Se isso acontece, acabamos tendo perspectivas pequenas, visões atrofiadas e
horizontes limitados, ignorando um mundo amplo, complexo e cheio de surpresas.
Muitas vezes “vemos” o diferente, mas só como notícia, como o olhar do
espectador que sabe das “coisas que acontecem”, mas não sente e nem se
compadece por elas.
Marcos, no evangelho
deste domingo, recolhe vários ditos de Jesus a partir de uma reação tipicamente
preconceituosa do grupo dos discípulos: a de impedir um desconhecido utilizar o
nome de Jesus, por uma única razão: “não era dos
nossos”.
Frente à reação
excludente dos discípulos, Jesus propõe a tolerância que nasce de uma atitude
aberta e inclusiva. Ao longo da história humana, a etiqueta “dos nossos” gerou
desprezo, ódio, preconceito, enfrentamento e morte, numa sequência desumana de
sofrimento inútil.
A ironia é que se
trata justamente disso, de uma mera etiqueta, completamente superficial e
enganosa, que nasce do próprio medo e insegurança, que leva a nos “proteger” do
diferente, buscando refúgio naquilo que nos é conhecido.
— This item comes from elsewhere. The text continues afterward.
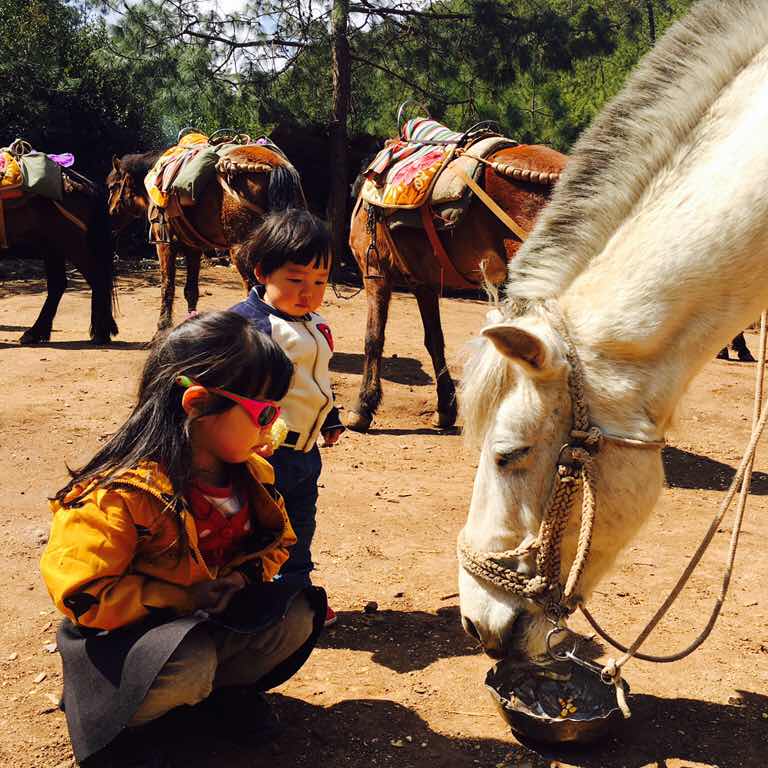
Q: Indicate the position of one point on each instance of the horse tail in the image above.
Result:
(99, 241)
(284, 189)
O diferente não pode ser uma ameaça; no
entanto, na vida nos defendemos e, às vezes, questionamos e atacamos posturas,
visões políticas, teológicas, espiritualidades, modos de viver uma religião...,
culminando em rupturas e, em alguns casos, em conflitos ou ódios.
Aos poucos, nos
recolhemos em nossos medos, em nossas inseguranças e começamos a acreditar que
os diferentes são nossos inimigos. Da indiferença passamos aos discursos
fascistas, às práticas fundamentalistas, à segregação, ao fanatismo...
Pode,
a identidade cristã co-existir criativamente, e de quê maneira, em meio a uma
cultura plural e de identidades múltiplas como a nossa?
O que está em jogo
reveste tal gravidade que exige modificar radicalmente nosso modo de ver e de
agir: cortar a mão (modificar as
ações), cortar o pé (mudar o rumo)
ou arrancar o olho (transformar a
visão). Trata-se de um processo que nos impulsiona a crescer em humanidade, esvaziando
nosso “ego” de suas inseguranças, medos e preconceitos.
Tal transformação
radical pede olhos capazes de olhar o mundo em sua complexidade e em suas
feridas; mãos prontas para acariciar, construir, e abertas para o encontro e o
abraço; pede pés para encurtar distâncias e criar proximidade acolhedora; pede
boca disposta a falar com palavras de verdade e de benção; pede coração disposto
a implicar-se, vibrar... às vezes, romper-se. Membros que se gastam no serviço.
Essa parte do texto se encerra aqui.